Non-orthogonal multiple access (NOMA) has the potential to provide higher throughput than conventional orthogonal multiple access (OMA), which has been considered as a key technology for 5G. NOMA in satellite communication system can provide anytime, anywhere access with improved spectral efficiency and system capacity because of its ubiquitous coverage. However, the characteristics of the satellite channels are different from that of the terrestrial network, i.e., huge time delay and Doppler shift. In this paper, different from the existing works, which mainly focus on the performance of NOMA in static terrestrial base stations and Geostationary orbit (GEO) scenarios, we investigate the performance analysis of downlink NOMA in dynamic low earth orbit (LEO) satellite communication system with Doppler shift considered.
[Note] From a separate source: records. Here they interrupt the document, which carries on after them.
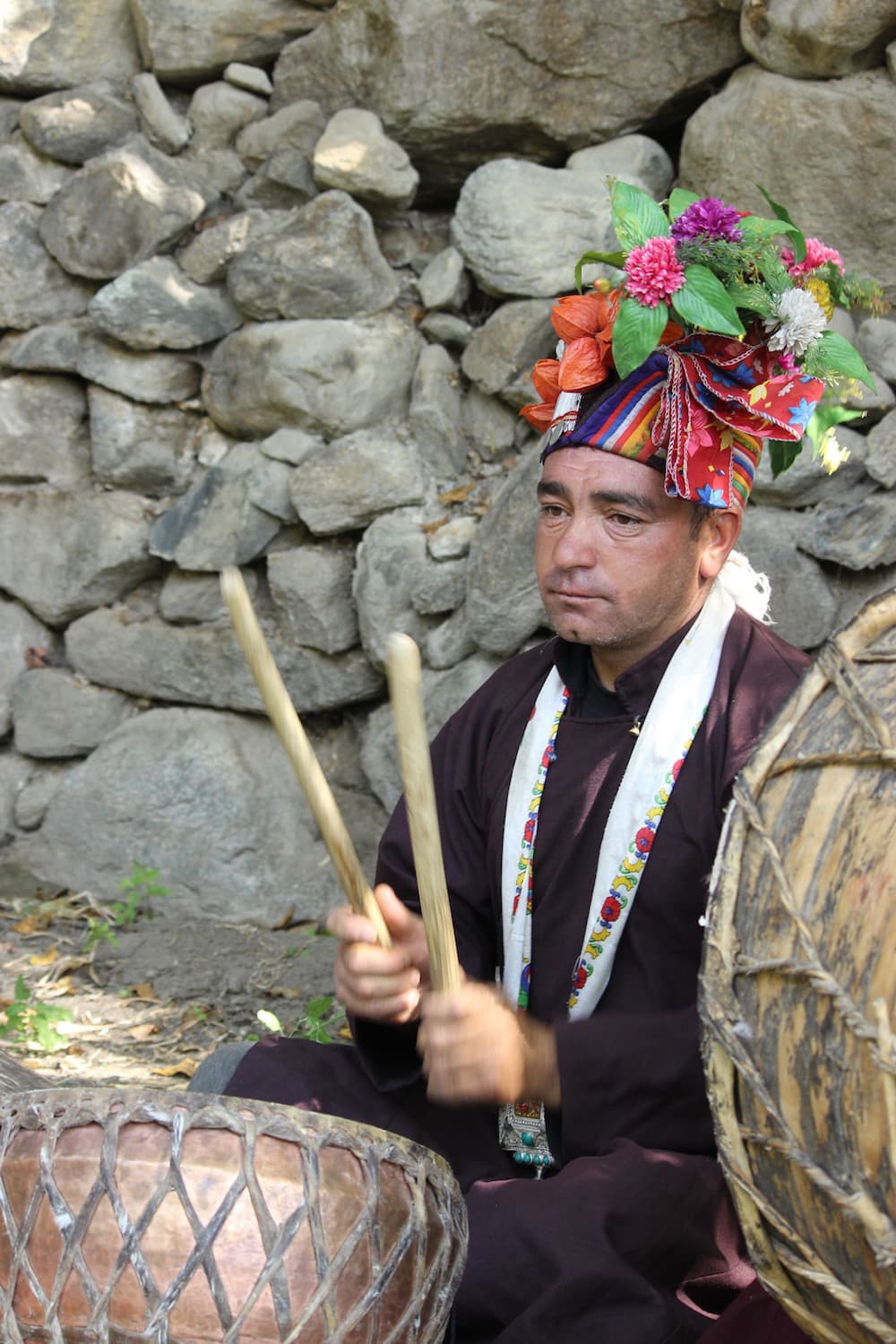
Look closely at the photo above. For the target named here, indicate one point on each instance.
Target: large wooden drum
(132, 1217)
(798, 992)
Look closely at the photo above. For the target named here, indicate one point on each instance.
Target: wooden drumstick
(298, 749)
(403, 672)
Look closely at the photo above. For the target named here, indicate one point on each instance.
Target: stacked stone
(271, 280)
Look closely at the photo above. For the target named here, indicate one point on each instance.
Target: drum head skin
(798, 992)
(151, 1217)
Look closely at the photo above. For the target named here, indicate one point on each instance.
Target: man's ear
(718, 537)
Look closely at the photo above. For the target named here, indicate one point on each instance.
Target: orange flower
(583, 365)
(586, 314)
(546, 378)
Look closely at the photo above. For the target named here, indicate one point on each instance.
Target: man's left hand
(477, 1048)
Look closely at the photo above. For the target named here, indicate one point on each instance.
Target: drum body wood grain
(798, 992)
(134, 1217)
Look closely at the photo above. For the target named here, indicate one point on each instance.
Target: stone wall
(271, 279)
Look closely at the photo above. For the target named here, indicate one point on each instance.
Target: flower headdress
(713, 340)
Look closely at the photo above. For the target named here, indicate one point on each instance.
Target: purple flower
(708, 218)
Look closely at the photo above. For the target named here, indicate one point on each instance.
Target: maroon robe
(632, 1236)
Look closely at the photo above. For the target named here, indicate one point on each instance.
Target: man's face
(616, 564)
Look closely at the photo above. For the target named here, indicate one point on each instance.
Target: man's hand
(379, 983)
(477, 1048)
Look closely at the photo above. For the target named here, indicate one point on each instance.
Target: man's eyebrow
(621, 499)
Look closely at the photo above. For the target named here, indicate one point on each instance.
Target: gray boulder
(218, 112)
(249, 77)
(211, 800)
(120, 209)
(858, 118)
(64, 554)
(42, 429)
(444, 282)
(823, 40)
(327, 375)
(489, 426)
(354, 155)
(804, 607)
(522, 228)
(26, 175)
(390, 561)
(56, 714)
(503, 602)
(444, 693)
(324, 263)
(635, 159)
(209, 254)
(61, 45)
(435, 416)
(876, 343)
(880, 462)
(156, 378)
(196, 599)
(860, 535)
(807, 481)
(196, 39)
(34, 288)
(78, 124)
(159, 121)
(312, 590)
(284, 182)
(13, 776)
(148, 449)
(508, 344)
(297, 126)
(202, 664)
(51, 349)
(19, 632)
(155, 304)
(343, 486)
(461, 83)
(222, 519)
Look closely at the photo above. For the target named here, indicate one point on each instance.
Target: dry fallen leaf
(144, 992)
(183, 1066)
(43, 959)
(144, 1030)
(457, 495)
(32, 924)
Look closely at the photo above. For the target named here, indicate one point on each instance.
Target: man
(581, 796)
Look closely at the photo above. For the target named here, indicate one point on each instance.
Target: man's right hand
(379, 983)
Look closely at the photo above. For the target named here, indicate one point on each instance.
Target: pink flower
(815, 255)
(653, 271)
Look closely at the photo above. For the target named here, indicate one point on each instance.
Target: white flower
(798, 322)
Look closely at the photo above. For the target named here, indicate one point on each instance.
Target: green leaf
(831, 355)
(595, 260)
(680, 199)
(754, 226)
(782, 453)
(780, 212)
(753, 297)
(826, 416)
(702, 301)
(635, 333)
(635, 215)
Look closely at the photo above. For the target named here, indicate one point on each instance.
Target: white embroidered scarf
(668, 730)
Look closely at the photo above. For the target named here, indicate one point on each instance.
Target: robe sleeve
(634, 1075)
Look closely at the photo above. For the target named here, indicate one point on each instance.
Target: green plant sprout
(30, 1021)
(140, 889)
(322, 1021)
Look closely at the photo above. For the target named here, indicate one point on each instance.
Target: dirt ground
(145, 1010)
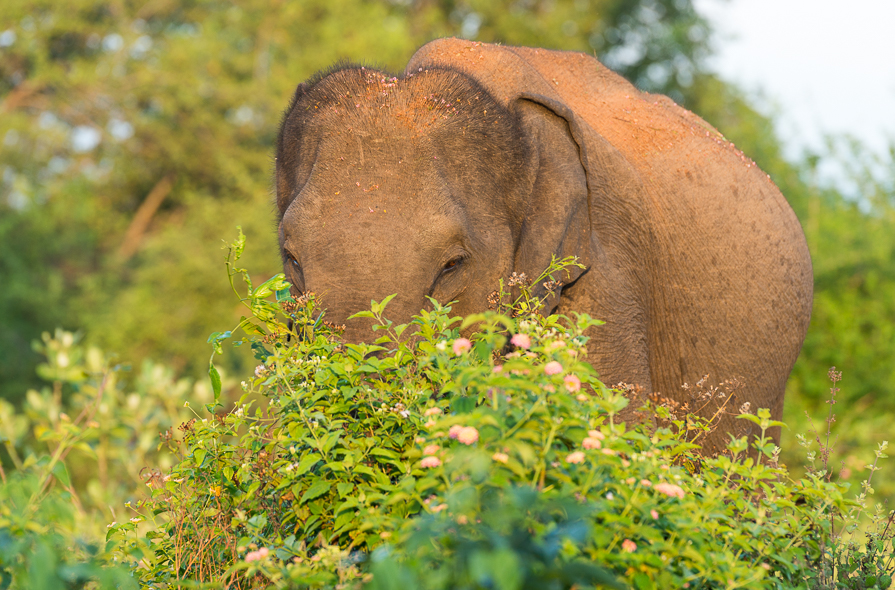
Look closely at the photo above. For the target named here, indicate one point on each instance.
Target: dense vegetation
(134, 136)
(495, 461)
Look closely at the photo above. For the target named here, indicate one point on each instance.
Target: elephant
(482, 160)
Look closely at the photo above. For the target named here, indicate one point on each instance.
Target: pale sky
(826, 66)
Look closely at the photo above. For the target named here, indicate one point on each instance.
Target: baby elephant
(483, 160)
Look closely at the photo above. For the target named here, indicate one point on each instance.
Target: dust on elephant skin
(483, 160)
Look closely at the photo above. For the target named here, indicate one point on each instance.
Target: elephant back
(721, 263)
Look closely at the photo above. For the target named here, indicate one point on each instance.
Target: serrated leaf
(305, 464)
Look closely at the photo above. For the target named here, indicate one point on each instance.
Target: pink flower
(468, 435)
(576, 457)
(573, 383)
(461, 345)
(521, 340)
(257, 555)
(429, 462)
(669, 489)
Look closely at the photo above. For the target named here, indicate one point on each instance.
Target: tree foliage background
(134, 136)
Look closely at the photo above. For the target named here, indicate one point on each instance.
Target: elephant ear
(556, 217)
(587, 201)
(294, 150)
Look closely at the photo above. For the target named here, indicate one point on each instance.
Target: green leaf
(501, 569)
(317, 489)
(215, 382)
(306, 463)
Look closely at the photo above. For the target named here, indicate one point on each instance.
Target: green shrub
(451, 453)
(429, 459)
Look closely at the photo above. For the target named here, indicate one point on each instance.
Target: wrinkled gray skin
(431, 185)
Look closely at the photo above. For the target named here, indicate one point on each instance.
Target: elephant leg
(618, 349)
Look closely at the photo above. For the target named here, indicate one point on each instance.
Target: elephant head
(484, 160)
(423, 186)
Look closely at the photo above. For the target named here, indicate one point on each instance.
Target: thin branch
(144, 215)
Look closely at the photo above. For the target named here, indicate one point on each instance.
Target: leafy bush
(445, 456)
(473, 453)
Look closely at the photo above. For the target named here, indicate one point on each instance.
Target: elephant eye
(452, 264)
(293, 271)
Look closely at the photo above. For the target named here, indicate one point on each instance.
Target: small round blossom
(429, 462)
(521, 340)
(461, 345)
(669, 489)
(257, 555)
(468, 435)
(575, 457)
(572, 383)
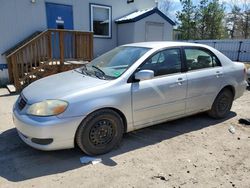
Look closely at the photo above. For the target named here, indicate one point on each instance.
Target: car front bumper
(46, 133)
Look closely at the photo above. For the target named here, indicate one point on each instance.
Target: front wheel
(222, 104)
(100, 132)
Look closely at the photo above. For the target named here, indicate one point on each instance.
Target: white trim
(92, 6)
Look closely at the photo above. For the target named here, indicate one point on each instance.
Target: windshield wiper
(100, 70)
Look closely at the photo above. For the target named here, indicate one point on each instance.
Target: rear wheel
(100, 132)
(222, 104)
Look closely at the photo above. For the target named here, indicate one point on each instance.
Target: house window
(100, 20)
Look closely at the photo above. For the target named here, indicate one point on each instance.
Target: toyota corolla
(128, 88)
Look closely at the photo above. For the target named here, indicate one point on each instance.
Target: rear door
(204, 75)
(154, 31)
(162, 97)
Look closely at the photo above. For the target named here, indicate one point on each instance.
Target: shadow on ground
(19, 162)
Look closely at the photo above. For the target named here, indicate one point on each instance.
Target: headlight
(47, 108)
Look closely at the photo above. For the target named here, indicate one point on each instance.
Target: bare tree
(238, 20)
(166, 6)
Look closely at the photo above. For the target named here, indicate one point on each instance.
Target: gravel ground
(191, 152)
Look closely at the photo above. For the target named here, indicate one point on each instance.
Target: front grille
(21, 103)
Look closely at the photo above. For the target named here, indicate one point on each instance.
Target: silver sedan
(128, 88)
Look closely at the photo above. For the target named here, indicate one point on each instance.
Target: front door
(60, 16)
(163, 96)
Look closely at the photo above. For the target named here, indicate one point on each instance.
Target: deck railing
(47, 53)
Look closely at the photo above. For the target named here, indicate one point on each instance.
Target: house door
(154, 31)
(60, 17)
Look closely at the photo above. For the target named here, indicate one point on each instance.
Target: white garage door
(154, 31)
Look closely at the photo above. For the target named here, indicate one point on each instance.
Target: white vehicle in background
(131, 87)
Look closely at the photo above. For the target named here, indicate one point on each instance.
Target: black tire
(222, 104)
(100, 132)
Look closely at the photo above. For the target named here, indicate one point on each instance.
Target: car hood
(60, 85)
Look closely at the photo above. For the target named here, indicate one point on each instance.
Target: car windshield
(114, 63)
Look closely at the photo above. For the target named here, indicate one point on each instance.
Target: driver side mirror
(144, 75)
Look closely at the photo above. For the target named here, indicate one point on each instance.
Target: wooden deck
(47, 53)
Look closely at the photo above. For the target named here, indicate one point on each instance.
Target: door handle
(180, 81)
(219, 74)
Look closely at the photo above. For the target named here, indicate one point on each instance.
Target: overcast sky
(176, 5)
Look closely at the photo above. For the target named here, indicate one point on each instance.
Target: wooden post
(91, 46)
(61, 46)
(10, 70)
(15, 73)
(49, 46)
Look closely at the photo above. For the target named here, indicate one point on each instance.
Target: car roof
(165, 44)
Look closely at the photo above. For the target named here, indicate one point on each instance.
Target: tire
(222, 104)
(100, 132)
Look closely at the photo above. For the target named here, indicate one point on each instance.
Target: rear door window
(164, 62)
(200, 59)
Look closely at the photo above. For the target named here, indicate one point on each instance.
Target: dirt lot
(191, 152)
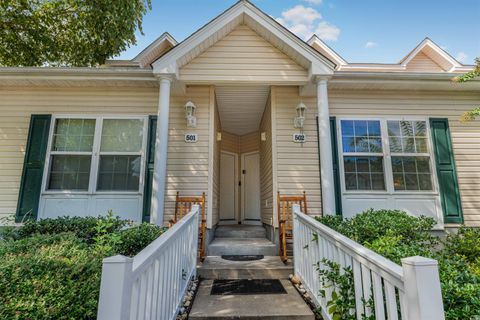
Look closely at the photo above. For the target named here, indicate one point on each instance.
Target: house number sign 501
(299, 137)
(191, 137)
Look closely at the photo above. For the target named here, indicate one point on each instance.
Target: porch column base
(161, 148)
(326, 160)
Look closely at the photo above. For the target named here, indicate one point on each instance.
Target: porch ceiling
(241, 107)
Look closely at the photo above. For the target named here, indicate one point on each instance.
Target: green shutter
(336, 165)
(336, 168)
(149, 167)
(446, 171)
(33, 166)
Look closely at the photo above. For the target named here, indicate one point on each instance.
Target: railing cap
(118, 259)
(419, 261)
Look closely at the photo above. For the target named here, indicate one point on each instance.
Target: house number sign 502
(299, 137)
(191, 137)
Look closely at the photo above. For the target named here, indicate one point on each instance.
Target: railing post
(115, 288)
(296, 240)
(423, 294)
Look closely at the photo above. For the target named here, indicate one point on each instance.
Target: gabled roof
(243, 12)
(158, 47)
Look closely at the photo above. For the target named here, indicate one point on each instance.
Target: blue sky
(381, 31)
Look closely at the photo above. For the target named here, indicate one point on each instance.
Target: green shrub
(83, 227)
(51, 269)
(372, 224)
(396, 235)
(133, 240)
(49, 277)
(465, 243)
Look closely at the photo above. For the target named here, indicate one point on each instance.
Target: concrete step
(270, 267)
(240, 231)
(289, 306)
(241, 246)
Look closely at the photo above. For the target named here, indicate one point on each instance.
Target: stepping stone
(250, 306)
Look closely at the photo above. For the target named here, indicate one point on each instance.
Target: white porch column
(161, 147)
(326, 160)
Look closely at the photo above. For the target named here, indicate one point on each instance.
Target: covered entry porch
(246, 75)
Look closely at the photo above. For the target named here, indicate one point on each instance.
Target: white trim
(211, 156)
(237, 191)
(242, 197)
(168, 63)
(386, 155)
(273, 102)
(390, 193)
(429, 43)
(95, 159)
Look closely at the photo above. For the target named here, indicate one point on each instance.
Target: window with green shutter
(149, 168)
(31, 183)
(446, 171)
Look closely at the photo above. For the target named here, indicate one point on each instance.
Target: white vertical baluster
(378, 296)
(391, 301)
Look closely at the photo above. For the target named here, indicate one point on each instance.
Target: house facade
(241, 110)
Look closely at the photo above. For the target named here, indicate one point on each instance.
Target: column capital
(165, 76)
(322, 79)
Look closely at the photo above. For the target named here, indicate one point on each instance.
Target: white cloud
(306, 21)
(461, 57)
(314, 2)
(327, 32)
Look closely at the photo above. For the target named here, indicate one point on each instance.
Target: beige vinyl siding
(243, 55)
(296, 164)
(465, 136)
(18, 104)
(230, 142)
(249, 142)
(216, 168)
(422, 63)
(188, 163)
(266, 168)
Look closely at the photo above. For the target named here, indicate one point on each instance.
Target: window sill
(395, 194)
We combine NOMA and orthogonal frequency division multiplexing (OFDM) for better spectral efficiency. Our channel model includes both small scale model and large scale model. For simplify, we only consider two users in one spot beam. Besides, we express the performance analysis of downlink NOMA in LEO satellite communication system, like ergodic capacity, outage probability (OP) and mutual information. However, in traditional NOMA scheme, the proceeding error decision of the high power user will cause the deterioration of the subsequent detection performance. Therefore, a symmetrical coding (SC) scheme for different modulation mode is proposed for low power users to get better performance. Finally, simulation results validate the performance of the NOMA scheme is better than that of the OMA scheme. The proposed SC scheme can achieve a prominent increase performance contrasted to the traditional NOMA scheme.